Tout cela réactive un imaginaire bien plus ancien: les premiers rêveurs d’îles à avoir laissé des traces sont les Sumériens. Dans l’étude d’Anne-Caroline Rendu Loisel, historienne des religions à l’Université de Genève, on découvre que la plus ancienne des civilisations mésopotamiennes était déjà tournée vers le passé. Celle-ci se projetait dans un monde d’îles hérissées de «cités en ruine, abandonnées et désertées», peuplées d’animaux fantastiques et mouillées par une mer où étaient engloutis des «dieux détruits». L’île qui se singularise dans ce décor est Dilmun, lieu «vierge de toutes choses, positives ou négatives. Le loup n’emporte pas l’agneau, il n’y a pas de vieillesse ou de maladie.» C’est un paradis dépeuplé, dépourvu de civilisation humaine mais riche en produits naturels – fruits, pierres précieuses –, placé dans un «temps des origines, à l’aube de la vie», habité par un dieu appelé Enki. Une île déserte, déjà.
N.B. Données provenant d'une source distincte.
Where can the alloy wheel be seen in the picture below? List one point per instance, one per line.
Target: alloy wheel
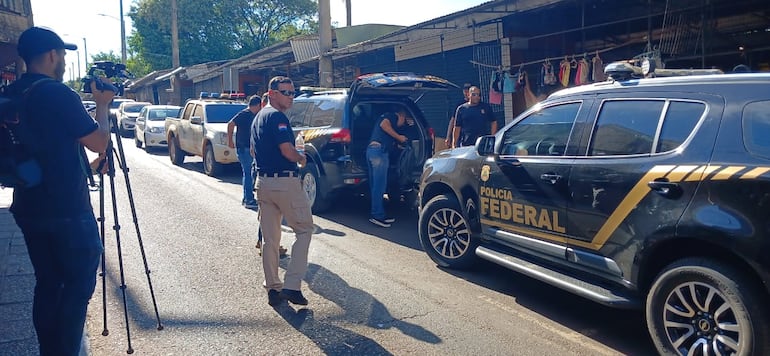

Et l’Angleterre devint une île
Revenons à l’Angleterre, à propos de laquelle, quelque vingt ans avant Carlo Ginzburg, l’historien Fernand Braudel avait expliqué comment elle «devint une île». A mesure que le pays affirme sa domination mondiale, la mythologie insulaire se rabat sur lui. Ce bouclement de boucle suscite une stupéfiante divagation, racontée par Philippe Bornet, historien à l’Université de Lausanne. C’est l’histoire du savant Francis Wilford (1761-1822), orientaliste anglais qui croit faire une découverte sensationnelle. Un groupe d’îles sacrées, affirme-t-il, constituait autrefois la «terre sainte des Hindous», théâtre d’«événements fondamentaux et mystérieux pour l’histoire de leur religion». Quelles sont ces îles? Ce sont les îles anglaises, répond Wilford: celles-ci seraient donc à l’origine de la civilisation hindoue… Convaincu, mais dépourvu de preuves, Wilford jubile lorsque les érudits indiens qu’il a recrutés dénichent des manuscrits qui confirment sa thèse. On sait aujourd’hui que ces documents étaient faux, rédigés par les employés de Wilford pour lui faire plaisir et obtenir ainsi la récompense promise.
Entre-temps, sous le règne d’Elisabeth Ire, l’Angleterre a achevé son devenir-île, se redéfinissant en même temps «comme centre à l’égard de l’Europe et des Amériques, qui deviennent alors des périphéries de l’empire». Angela Benza, historienne de l’art à l’Université de Genève, observe ce processus à travers l’évolution des portraits de la reine, où l’on voit «l’image de l’insularité culturelle et politique britannique non plus comme une tare mais bien désormais comme un instrument de pouvoir». C’est ainsi que l’expansion européenne, qui avait commencé par une course mondiale aux îles, s’achève avec le triomphe d’une île.
Mais l’histoire ne finit pas. Les anthropologues réunis en 2011 autour du Manifeste de Lausanne. Pour une anthropologie non hégémonique ont inclus l’île dans leur liste des notions fondamentales. L’île contribue ainsi à une pensée émancipatrice face aux dominations du monde contemporain. Loin du paradis, elle n’a pas épuisé son contenu d’utopie.

* Mondes clos. Les îles. Sous la direction de Daniel Barbu, Nicolas Meylan et Youri Volokhine (Editions Infolio).